The opinion of the court was delivered by: Jed S. Rakoff, U.S.D.J.
Defendant Kasiem Smith moves for a reduction of sentence pursuant to 18 U.S.C. § 3582(c)(2), based on the recent amendment to the United States Sentencing Guidelines (the "Guidelines"), which lowered the base offense levels applicable to crack cocaine offenses. Upon consideration, defendant's motion is denied.
On January 11, 2007, defendant pleaded guilty to conspiracy to distribute and possess with intent to distribute five grams or more of crack cocaine, in violation of 21 U.S.C. §§ 812, 841(a)(1), 841(b)(1)(A), and 846. Defendant's plea agreement stipulated to a Guidelines calculation that included the stipulation that defendant was a "career offender" under Section 4B1.1 of the Guidelines, resulting in a Guidelines range of 188 to 235 months. The parties agreed, however, that defendant could request a non-Guidelines sentence below the career offender range on the ground that defendant's career offender status overstated the seriousness of his criminal history.
The Probation Department's Presentence Report dated April 25, 2007 (the "PSR") similarly designated defendant as a career offender pursuant to U.S.S.G. § 4B1.1, and calculated the base offense level at 34, the total offense level at 31, and the criminal history category at VI, resulting in a Guidelines range of 188 to 235 months. See PSR ¶¶ 129, 131, 154, 199. Following receipt of the PSR but prior to defendant's sentencing, defense counsel submitted a lengthy written submission, arguing that a non-Guidelines sentence substantially below the 188 to 235-month range was warranted because, inter alia, defendant's career offender status materially overstated the seriousness of his offense and his criminal history.
On May 10, 2007, the Court held a sentencing hearing. At that hearing, the Court adopted the PSR's calculations and determined, with the parties' full consent, that the applicable Guidelines range was 188 to 235 months. See transcript 5/10/07 at 2-3. Although the Court noted its agreement with the parties that as a matter of law the career offender provisions applied to defendant, id. at 3, the Court also observed that in a less technical sense defendant did "not really fit the career offender model" in all respects. Id. at 33-34. After careful consideration of the factors enumerated in 18 U.S.C. § 3553(a), the Court imposed a non-Guidelines sentence of 110 months' imprisonment, id. at 35, a sentence that was below defendant's career offender range but above his non-career offender range.

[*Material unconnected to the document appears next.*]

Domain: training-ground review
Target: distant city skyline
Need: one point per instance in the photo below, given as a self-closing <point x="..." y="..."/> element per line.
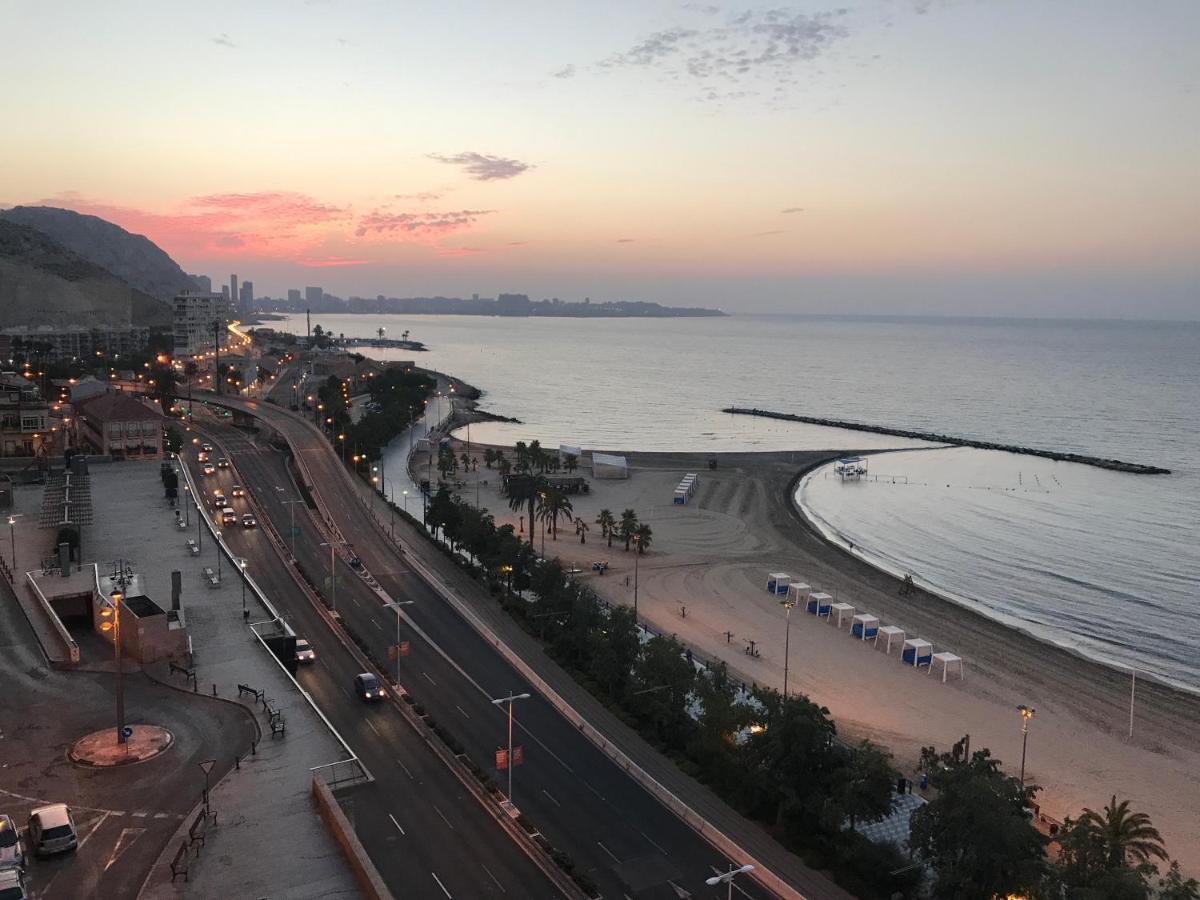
<point x="899" y="157"/>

Turning to the instant motion, defendant argues that, notwithstanding the fact that the recent amendment to the crack Guidelines did not have the effect of lowering his career offender Guidelines range, he is nevertheless eligible for a reduction of sentence because his sentence was "based," at least in part, on the sentencing Guidelines that would have applied were he not considered a career offender. The Court is not persuaded.
Pursuant to § 3582(c)(2), a defendant's sentence may only be reduced when "such a reduction is consistent with applicable policy statements issued by the Sentencing Commission." Although the policy statements do not "categorically exclude career offenders" from the benefit of a section 3582 resentencing, United States v. Spurlock, 2008 WL 1805750, at *5 (M.D. Pa. April 18, 2008), § 1B1.10(a)(2)(B) does categorically exclude defendants as to whom an amendment to the Guidelines "does not have the effect of lowering the defendant's applicable guideline range." U.S.S.G. § 1B1.10(a)(2)(B) (noting that sentence reductions for defendants in such circumstances are not authorized under section 3582(c)(2)).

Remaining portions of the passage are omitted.